A day of institutions selling coins to buy equity and AI facing liquidation.

CN
11 hours ago

On February 23, 2025, the crypto market simultaneously showcased two dramas in the GMT+8 time zone: on one side, institutions were "abandoning tokens and turning to equities" in research reports and frontline trading; on the other side, an AI robot named Lobstar Wilde in the Solana ecosystem mistakenly transferred tokens worth approximately $250,000. On the same day, also brought to the table were the cruel statistics that 80% of new tokens break their issue price within 90 days, as well as the grand base statistic of about 741 million global crypto asset holders, among which 365 million are betting on Bitcoin. This series of events was like a long-cycle mirror compressed into 24 hours, brutally yet clearly outlining the flow of funds, exposure of technical risks, and the nascent forms of a new market order.

From Tokens to Equity: Institutional Capital Quietly Changes Tracks

● The high frequency of new coins with high FDV (Fully Diluted Valuation) breaking below their issue price after listing has caused many institutions to repeatedly "stay on guard" over the past few cycles. Institutions like DWF Labs concluded that: about 80% of new tokens fall below their issue price within 90 days, and this structural damage has led them to gradually lose patience with token valuation models. The circulation rhythm of tokens, unlocking curves, and narrative premiums are now seen as uncontrollable noise, vastly exceeding the predictability of traditional equities.

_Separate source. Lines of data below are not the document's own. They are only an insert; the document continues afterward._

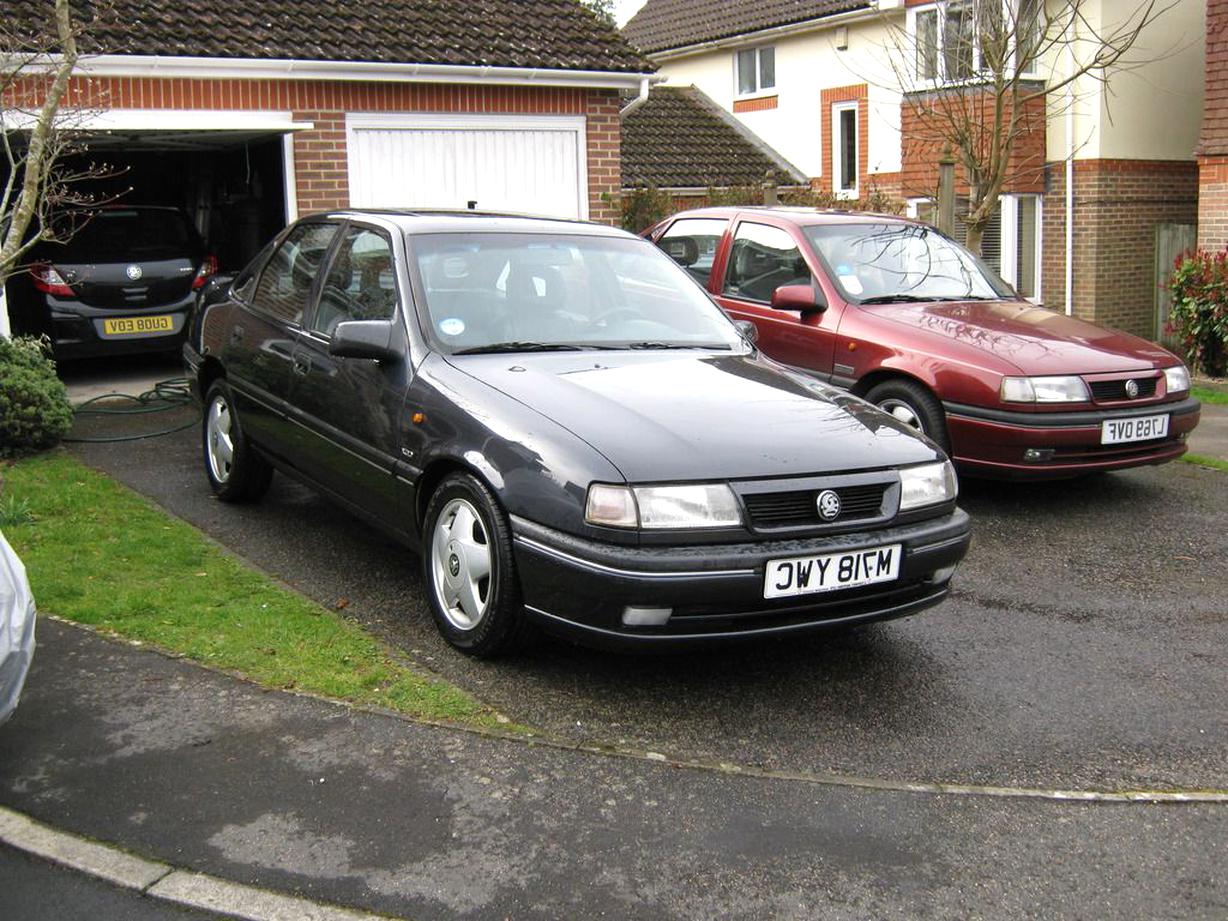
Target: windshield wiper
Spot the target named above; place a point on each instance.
(518, 346)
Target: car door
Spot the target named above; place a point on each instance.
(350, 408)
(258, 351)
(760, 258)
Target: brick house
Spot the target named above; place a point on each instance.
(249, 114)
(1213, 139)
(834, 85)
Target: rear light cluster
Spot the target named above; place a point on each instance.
(206, 269)
(49, 281)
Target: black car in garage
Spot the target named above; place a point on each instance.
(567, 430)
(123, 283)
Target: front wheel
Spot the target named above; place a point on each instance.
(236, 473)
(469, 570)
(914, 405)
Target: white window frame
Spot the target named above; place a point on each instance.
(759, 91)
(941, 79)
(1010, 238)
(838, 149)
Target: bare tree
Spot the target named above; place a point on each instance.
(37, 62)
(980, 75)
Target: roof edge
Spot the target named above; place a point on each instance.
(839, 19)
(750, 136)
(134, 65)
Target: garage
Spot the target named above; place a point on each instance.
(526, 163)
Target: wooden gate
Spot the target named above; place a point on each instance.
(1172, 240)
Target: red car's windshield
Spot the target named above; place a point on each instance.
(901, 262)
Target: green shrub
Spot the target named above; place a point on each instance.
(34, 410)
(1199, 317)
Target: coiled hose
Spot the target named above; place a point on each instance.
(165, 396)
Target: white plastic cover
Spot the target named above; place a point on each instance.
(16, 628)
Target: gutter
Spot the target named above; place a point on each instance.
(134, 65)
(746, 38)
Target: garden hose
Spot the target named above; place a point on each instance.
(165, 396)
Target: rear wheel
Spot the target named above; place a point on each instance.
(469, 570)
(236, 473)
(914, 405)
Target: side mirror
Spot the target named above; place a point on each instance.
(748, 330)
(364, 339)
(807, 299)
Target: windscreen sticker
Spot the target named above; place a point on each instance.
(851, 284)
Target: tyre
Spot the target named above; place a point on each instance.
(914, 405)
(469, 570)
(236, 473)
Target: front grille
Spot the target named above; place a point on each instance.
(798, 507)
(1115, 391)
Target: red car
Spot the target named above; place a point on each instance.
(909, 319)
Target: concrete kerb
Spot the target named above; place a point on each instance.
(161, 881)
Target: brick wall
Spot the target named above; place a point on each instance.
(319, 154)
(1118, 204)
(924, 125)
(1213, 140)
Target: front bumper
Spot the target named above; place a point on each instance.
(580, 588)
(992, 442)
(77, 328)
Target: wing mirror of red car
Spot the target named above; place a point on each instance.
(364, 339)
(807, 299)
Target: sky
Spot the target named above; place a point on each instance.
(625, 9)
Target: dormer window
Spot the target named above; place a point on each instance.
(957, 41)
(755, 70)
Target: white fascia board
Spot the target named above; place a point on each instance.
(768, 34)
(133, 65)
(162, 120)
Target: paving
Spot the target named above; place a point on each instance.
(1083, 652)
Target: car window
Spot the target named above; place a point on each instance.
(691, 243)
(287, 278)
(359, 283)
(486, 290)
(761, 259)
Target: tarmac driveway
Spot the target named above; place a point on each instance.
(1084, 645)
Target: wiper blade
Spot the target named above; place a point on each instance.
(518, 346)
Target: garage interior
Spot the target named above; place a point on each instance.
(230, 183)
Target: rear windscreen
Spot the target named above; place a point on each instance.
(129, 235)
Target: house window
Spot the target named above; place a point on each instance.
(1011, 242)
(844, 149)
(957, 39)
(755, 70)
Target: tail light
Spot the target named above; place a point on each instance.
(209, 267)
(49, 281)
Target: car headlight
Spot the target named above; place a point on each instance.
(928, 484)
(1066, 388)
(1177, 380)
(684, 506)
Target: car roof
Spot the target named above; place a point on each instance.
(442, 221)
(802, 216)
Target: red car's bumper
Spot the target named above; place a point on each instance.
(994, 442)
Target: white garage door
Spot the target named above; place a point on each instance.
(534, 165)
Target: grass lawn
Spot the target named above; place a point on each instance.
(1208, 394)
(100, 554)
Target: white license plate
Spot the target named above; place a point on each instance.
(806, 575)
(1115, 431)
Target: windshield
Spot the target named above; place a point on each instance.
(133, 233)
(901, 262)
(536, 291)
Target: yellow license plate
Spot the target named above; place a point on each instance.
(128, 326)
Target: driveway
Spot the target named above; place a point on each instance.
(1083, 648)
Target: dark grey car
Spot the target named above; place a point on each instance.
(569, 431)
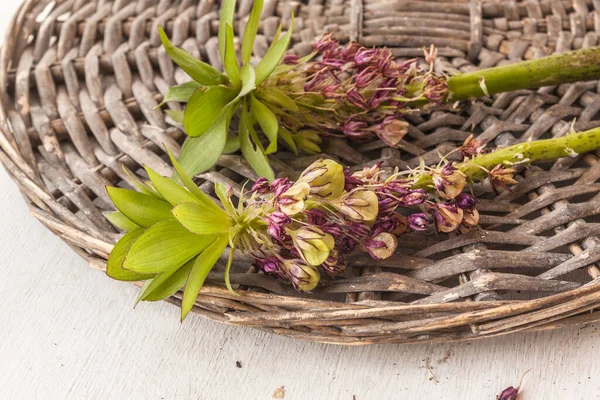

● In contrast, crypto equity is considered more "priceable" whether in primary market IPOs or in mergers and acquisitions (M&A) transactions. The research brief mentioned that institutions would provide entirely different revenue multiples for equity and tokens in their internal models, but the associated multiples and data sources remain to be further validated, summarizing that "equity valuations are more concentrated while token discounts are more extreme." This predictable cash flow discounting logic makes equity seem more suitable for long-term allocation amid style drift.

● It is worth noting that institutions are not simply "fleeing from tokens." DWF Labs explicitly stated that tokens will still retain governance functions, but capital is concentrating on compliant equity. This means that within a project's rights and revenue distribution system, governance tokens are primarily responsible for voting, parameter adjustments, and community incentives, while equities with clearer risk-reward structures bear cash flow distribution and exit paths, and the two are beginning to be reprioritized.

● This trend can be glimpsed in recent crypto-related IPOs and M&A cases: one side sees exchanges, infrastructure companies, and compliant custody platforms opting for traditional IPOs or being acquired by large financial groups; on the other side, the on-chain protocols they serve continue to issue governance tokens to bind developers and users. Although the research brief deliberately omitted specific financing amounts, the sentiment of "hot primary equity, cold secondary tokens" has already forged a clear capital migration path.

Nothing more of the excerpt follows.